From our study, there was a significant relationship between unfavourable health policies and male involvement in MHC. Green  noted that researchers and reproductive health service providers have tended to describe women’s disadvantaged positions without men’s roles. This has resulted in the case where most reproductive health programs designed to improve women reproductive health consider men as part of the problem and not part of the solution. Such health policies addressing maternal health issues focus primarily on women and children than men. This demoralizes the intention of men to accompany their partners to assess MHC. The failure to incorporate men in maternal health promotion, prevention, and care programs by policy makers, program planners, and implementers has had a serious impact on male involvement in the health of women including MHC [8, 24, 25].
Lastly, the attitudes of health workers at the health facility accounted for low male involvement in MHC in our study. The study is consistent with a study conducted by Byamugisha et al. . They reported that harsh and critical language directed at Ugandan women from skilled health professionals was a barrier to male participation. Harsh treatment of men by health providers discouraged them from returning or participating in prevention of mother-to-child transmission (PMTCT) of HIV activities. In Turkey, it was observed that health care workers were not supporting men who wanted to join in MHC services, and as such a lot of men who visited the clinic with their wives had to stop at the door of the clinic . Thus, low male involvement in MHC could result from the fear of men being the subject of verbal, emotional, and sometimes physical abuse .
Male involvement MHC in Anomabo in the Central Region of Ghana is low. Various sociodemographic (partner’s education, type of marriage, and number of children) and enabling/disenabling (distance to health facility, attitude of health workers, prohibitive cultural norms, unfavourable health policies, and gender roles) factors are associated with male involvement in MHC services.

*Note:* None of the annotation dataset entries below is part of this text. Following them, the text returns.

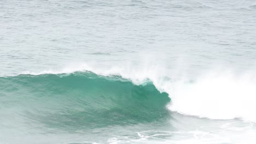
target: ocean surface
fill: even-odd
[[[255,143],[256,1],[1,0],[0,143]]]

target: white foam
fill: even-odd
[[[253,73],[237,75],[231,71],[212,70],[194,79],[183,77],[179,81],[171,81],[166,77],[175,76],[163,68],[152,63],[141,63],[137,66],[125,64],[110,68],[82,64],[69,65],[59,71],[26,73],[39,75],[88,70],[104,76],[119,75],[136,85],[149,79],[160,91],[169,94],[171,104],[167,107],[171,111],[211,119],[239,118],[256,122],[256,77]],[[191,80],[193,82],[190,82]]]

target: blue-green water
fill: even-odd
[[[3,0],[0,143],[254,143],[255,1]]]

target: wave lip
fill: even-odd
[[[5,93],[1,111],[15,109],[23,121],[50,127],[80,129],[149,122],[169,113],[168,94],[150,81],[136,85],[120,76],[88,71],[20,75],[1,77],[0,83]]]

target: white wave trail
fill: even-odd
[[[194,82],[175,84],[168,108],[211,119],[256,122],[256,82],[253,75],[211,73]],[[171,93],[171,92],[170,92]]]
[[[256,122],[256,77],[252,73],[237,75],[230,71],[212,70],[213,72],[206,73],[203,76],[182,80],[179,80],[177,78],[174,81],[170,77],[176,78],[176,76],[157,64],[124,65],[126,66],[104,69],[82,64],[68,67],[60,71],[25,73],[38,75],[88,70],[104,76],[119,75],[136,85],[150,79],[160,91],[168,93],[171,103],[167,107],[171,111],[211,119],[238,118]]]

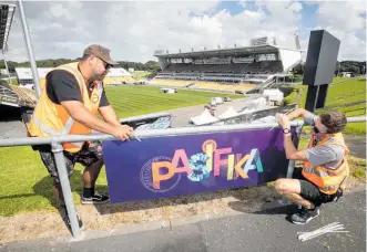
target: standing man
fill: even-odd
[[[292,141],[289,120],[302,116],[305,124],[312,125],[308,148],[297,150]],[[287,159],[302,160],[302,169],[295,168],[293,179],[275,181],[275,190],[302,208],[290,217],[295,224],[305,224],[319,214],[323,203],[332,202],[343,195],[349,175],[347,156],[341,130],[347,118],[341,112],[328,112],[315,116],[303,108],[276,118],[284,132],[284,149]]]
[[[110,50],[101,45],[90,45],[79,62],[55,67],[45,77],[45,86],[28,125],[31,137],[52,135],[86,135],[92,129],[128,140],[133,129],[121,125],[114,109],[105,96],[102,80],[112,65]],[[104,120],[96,117],[100,113]],[[69,177],[75,162],[82,164],[82,203],[106,203],[108,196],[94,190],[95,180],[103,166],[102,148],[99,143],[63,143],[63,155]],[[68,211],[63,201],[53,154],[49,145],[37,146],[41,159],[53,178],[53,193],[64,211],[70,228]],[[83,227],[79,219],[80,228]]]

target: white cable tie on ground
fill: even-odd
[[[300,241],[307,241],[310,240],[313,238],[319,237],[324,233],[347,233],[349,231],[343,231],[344,227],[343,224],[339,224],[339,222],[334,222],[332,224],[327,224],[323,228],[319,228],[315,231],[312,232],[297,232],[298,234],[298,240]]]

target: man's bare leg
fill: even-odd
[[[277,179],[275,181],[275,190],[292,200],[295,203],[299,203],[306,209],[315,209],[315,204],[304,198],[300,193],[300,183],[298,179]]]

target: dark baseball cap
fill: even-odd
[[[106,48],[103,48],[102,45],[99,45],[99,44],[89,45],[84,50],[84,54],[96,56],[96,57],[101,59],[102,61],[109,63],[110,65],[118,65],[119,64],[118,62],[115,62],[111,59],[110,50],[106,49]]]

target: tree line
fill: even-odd
[[[305,65],[300,64],[293,69],[293,74],[303,75],[305,72]],[[340,61],[336,63],[335,74],[341,72],[351,72],[354,75],[366,74],[365,61]]]
[[[37,61],[37,67],[57,67],[62,64],[67,64],[70,62],[78,61],[79,59],[71,60],[71,59],[57,59],[57,60],[41,60]],[[9,72],[13,73],[16,67],[31,67],[29,62],[13,62],[7,61]],[[119,61],[119,65],[114,67],[123,67],[129,71],[129,69],[134,69],[134,71],[150,71],[156,72],[160,70],[160,64],[155,61],[149,61],[146,63],[141,62],[129,62],[129,61]],[[3,61],[0,62],[0,69],[6,69],[6,64]]]

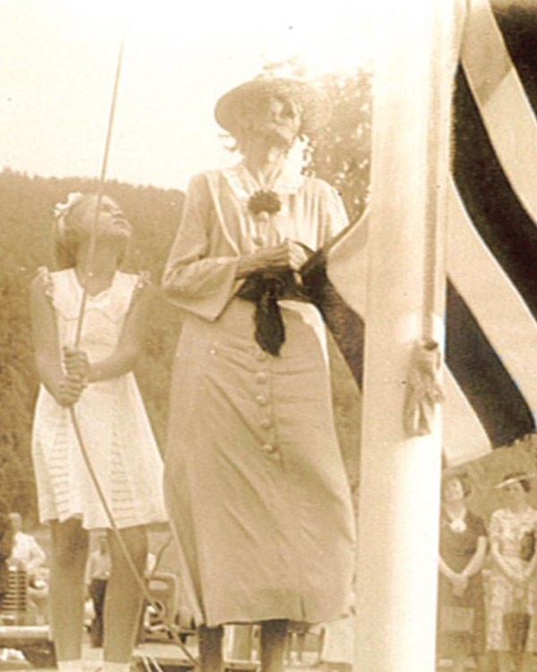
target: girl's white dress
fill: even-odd
[[[73,269],[41,271],[56,316],[60,347],[74,343],[82,295]],[[81,349],[90,361],[110,356],[145,278],[116,272],[88,297]],[[91,464],[119,528],[166,520],[162,460],[134,375],[90,384],[74,407]],[[41,385],[32,455],[41,521],[80,518],[88,530],[111,527],[83,461],[70,409]]]

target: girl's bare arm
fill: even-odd
[[[117,346],[109,357],[92,362],[81,350],[64,349],[64,363],[67,371],[80,375],[87,383],[111,380],[132,371],[143,348],[155,293],[153,285],[146,285],[134,297]]]
[[[81,392],[81,381],[62,368],[54,309],[47,297],[43,279],[30,286],[30,315],[35,361],[41,382],[61,406],[72,406]]]

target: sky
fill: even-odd
[[[124,59],[107,177],[164,188],[236,158],[217,99],[298,57],[350,72],[371,56],[371,0],[0,0],[0,170],[101,172]]]

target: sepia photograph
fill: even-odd
[[[535,0],[0,0],[0,672],[537,672]]]

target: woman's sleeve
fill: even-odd
[[[210,249],[211,198],[208,177],[189,185],[181,224],[163,276],[164,290],[180,308],[216,320],[235,293],[239,256],[229,246],[222,256]]]

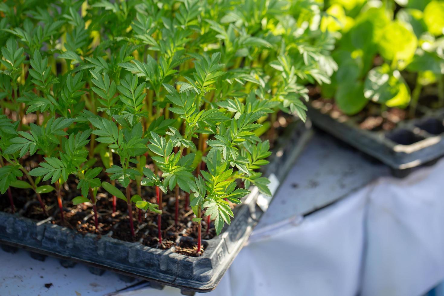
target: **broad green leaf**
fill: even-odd
[[[37,187],[36,189],[36,192],[40,193],[48,193],[55,190],[55,188],[51,185],[43,185]]]
[[[418,39],[413,32],[398,21],[391,22],[384,29],[378,45],[381,55],[392,61],[408,63],[415,55]]]
[[[84,202],[90,202],[90,201],[86,197],[83,196],[77,196],[72,199],[72,204],[76,205],[79,204],[83,204]]]
[[[369,103],[364,95],[364,86],[359,81],[340,84],[335,95],[335,101],[339,109],[348,115],[356,114]]]
[[[424,9],[424,21],[428,31],[439,36],[444,32],[444,2],[432,1]]]

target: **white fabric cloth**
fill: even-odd
[[[209,296],[355,295],[368,189],[302,219],[254,232]],[[147,288],[122,294],[148,295]],[[159,296],[177,290],[156,291]],[[154,294],[153,294],[154,295]]]
[[[443,171],[444,160],[404,179],[380,178],[303,219],[257,229],[219,286],[206,295],[421,295],[444,280]],[[269,214],[279,215],[282,206],[272,203]],[[54,284],[48,288],[46,283]],[[103,295],[127,285],[111,272],[92,276],[81,264],[64,269],[52,258],[40,262],[23,251],[0,250],[2,296],[63,295],[68,287],[81,295]],[[114,295],[179,291],[147,288]]]
[[[380,179],[367,221],[362,296],[417,296],[444,279],[444,160]]]

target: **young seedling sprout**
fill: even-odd
[[[127,211],[134,240],[150,211],[162,249],[163,231],[181,229],[190,208],[199,255],[202,218],[209,238],[212,221],[218,234],[250,185],[271,194],[258,170],[273,142],[263,139],[276,138],[280,114],[305,120],[304,85],[329,83],[336,68],[314,2],[302,14],[291,1],[4,2],[0,193],[11,211],[11,188],[31,189],[66,225],[65,188],[76,185],[72,203],[92,205],[96,231],[98,211]],[[104,190],[109,205],[98,203]]]

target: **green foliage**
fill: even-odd
[[[322,28],[335,31],[338,39],[332,55],[339,65],[331,85],[322,93],[333,97],[349,115],[359,112],[368,100],[399,108],[411,101],[414,114],[422,86],[439,84],[443,79],[443,4],[399,1],[401,7],[395,9],[389,2],[362,6],[363,1],[346,2],[330,2],[327,8],[336,22],[332,16],[322,20]],[[409,79],[408,85],[403,77]],[[436,95],[442,105],[444,92]]]
[[[316,1],[22,2],[0,4],[2,193],[74,182],[75,205],[103,189],[161,213],[140,186],[177,189],[218,233],[251,185],[271,194],[275,113],[305,120],[337,69]]]

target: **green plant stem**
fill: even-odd
[[[174,225],[177,225],[179,223],[179,186],[177,184],[174,196],[176,200],[174,205]]]
[[[162,195],[163,192],[159,187],[156,186],[156,193],[157,194],[157,204],[159,205],[159,209],[162,210]],[[159,246],[162,245],[162,214],[157,215],[157,236],[159,239]]]
[[[59,181],[56,181],[56,190],[57,190],[57,201],[59,205],[59,209],[60,210],[60,219],[62,222],[64,222],[65,219],[63,214],[63,200],[62,199],[61,185]]]
[[[200,205],[199,206],[197,210],[198,218],[200,218],[202,216],[202,209]],[[197,255],[200,256],[200,249],[202,245],[202,224],[201,221],[198,222],[197,225]]]
[[[95,232],[99,231],[99,219],[97,217],[97,200],[94,196],[94,193],[92,189],[90,187],[88,189],[89,195],[91,196],[91,200],[92,201],[92,209],[94,212],[94,226],[95,228]]]
[[[418,101],[419,100],[421,90],[422,89],[422,85],[419,81],[419,74],[416,80],[416,85],[415,86],[415,88],[412,92],[412,102],[410,103],[410,107],[408,110],[409,115],[411,118],[415,117],[415,113],[416,113],[416,107],[418,106]]]
[[[440,108],[444,107],[444,81],[443,80],[444,75],[440,75],[437,77],[438,84],[438,106]]]
[[[134,233],[134,224],[133,222],[133,208],[131,205],[131,194],[130,192],[130,185],[126,188],[127,191],[127,204],[128,205],[128,214],[130,220],[130,229],[131,230],[131,236],[135,237],[136,236]]]
[[[29,184],[31,185],[32,186],[32,189],[34,189],[34,191],[36,192],[36,194],[37,195],[37,199],[39,201],[39,203],[40,204],[40,206],[42,208],[42,209],[43,210],[43,213],[46,216],[48,215],[48,213],[46,212],[46,209],[45,208],[45,204],[44,203],[43,201],[42,200],[42,197],[40,196],[40,193],[37,192],[37,186],[36,186],[36,183],[34,182],[34,180],[32,180],[32,178],[31,178],[31,176],[28,173],[28,172],[25,169],[23,166],[22,166],[20,163],[18,163],[17,162],[17,164],[19,166],[20,170],[23,172],[23,174],[25,174],[26,178],[28,179],[28,181],[29,182]]]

There is the need for urgent interventions to scale up the involvement of men in MHC utilization. Public health interventions should focus on designing messages bearing in mind the variety of sociodemographic and enabling/disenabling factors outlined in this study. Specifically, improving access to formal education could help diffuse existing sociocultural perceptions of men accompanying their partners to antenatal care, delivery, and postnatal care, while encouraging positive health care provider attitudes towards male involvement in MHC services.
Conflicts of Interest
The authors declare no conflicts of interest.
The authors wish to acknowledge the cooperation of the staff and the management of Mfantseman Health Directorate for their support in the conduct of the study. They are also grateful to the Chief and elders of Anomabo for allowing the study to be undertaken in their community.